For example, in October, New York put an end to the fraudulent document problem in its courts. Some Ohio courts started making similar efforts. And on Monday, New Jersey put in place rules to end document fraud in its system. New Jersey also called out major banks and demanded they affirmatively demonstrate that their foreclosure procedures are sound. This list of judges standing up for the system is hardly exhaustive.

In each case, the judges made clear they weren’t picking sides. They were merely enforcing the rules, making sure the banks didn’t get special exceptions unavailable to anyone else.

Split-Second Justice

Unfortunately, not all judges are responding to the foreclosure mess this way. Those in Florida have been particularly notorious, and new rulings show at least some members of the Florida judiciary seem more committed to speeding foreclosures through to completion than anything else.

For example, Florida’s infamous “rocket dockets,” in which a foreclosure case can take mere seconds or a few minutes to complete, continue. The Lee County court schedule for December shows two days with over 60 cases scheduled, two with over 25 and one with four. (No other days have cases scheduled.) Given the length of the court day, 25+ cases in a day amounts to at best several minutes a case. Attorneys defending foreclosures have taken several days to deal with just one.

She makes the point that it doesn’t have to and should be this way. The Florida Supreme Court clarified the rules twice and lower courts still ignored it:

Sadly, when the Florida Supreme Court acted last February to improve the integrity of its process by requiring foreclosing banks to verify the accuracy of their attorneys’ filings, the rule was widely ignored, reported the Herald-Tribune. Attorneys claimed it wasn’t yet in effect. So the Florida Supreme Court clarified in June that the rule was indeed in effect.

But now, the Daily Business Review explains, the rule is being bypassed by a new type of robo-signing: The bank employees who sign as having verified the documents aren’t actually checking their accuracy. Another twist: In some cases the same attorneys preparing the filings are signing as verifying the filings. It seems the Florida Supreme Court has quite a challenge on its hands getting its lower-court judges and the attorneys practicing before it to respect the rules for foreclosure cases.

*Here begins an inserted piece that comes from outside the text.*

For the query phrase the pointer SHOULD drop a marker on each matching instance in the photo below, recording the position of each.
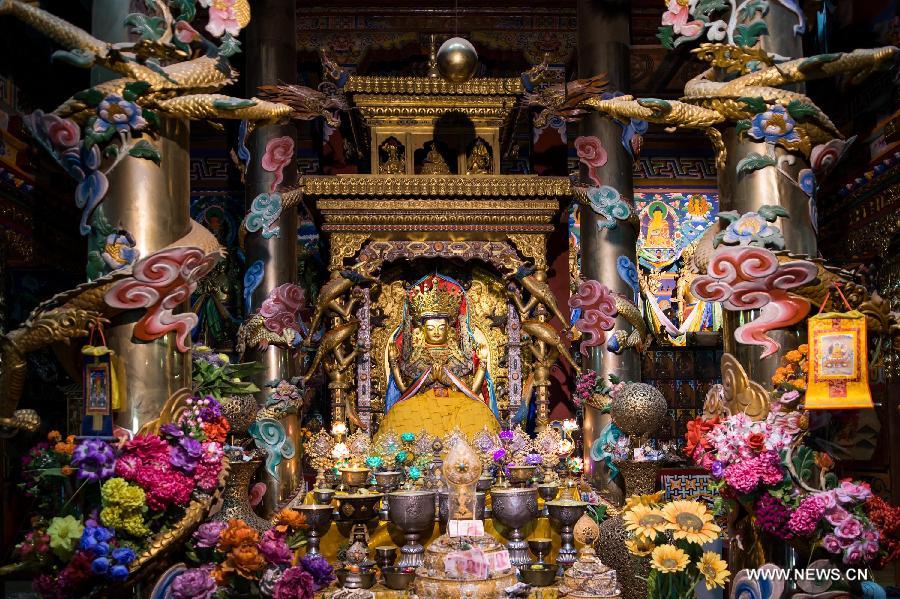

Here’s a crucial point: demanding that banks play by the same rules as everyone else isn’t some abstract and empty ideal that puts form over substance. Despite the banks’ claims to the contrary, their document problems aren’t purely technical. The banks’ records are in such poor shape — the very records used to create the foreclosures — that, as The New York Times has reported, banks are breaking into homes they haven’t foreclosed on.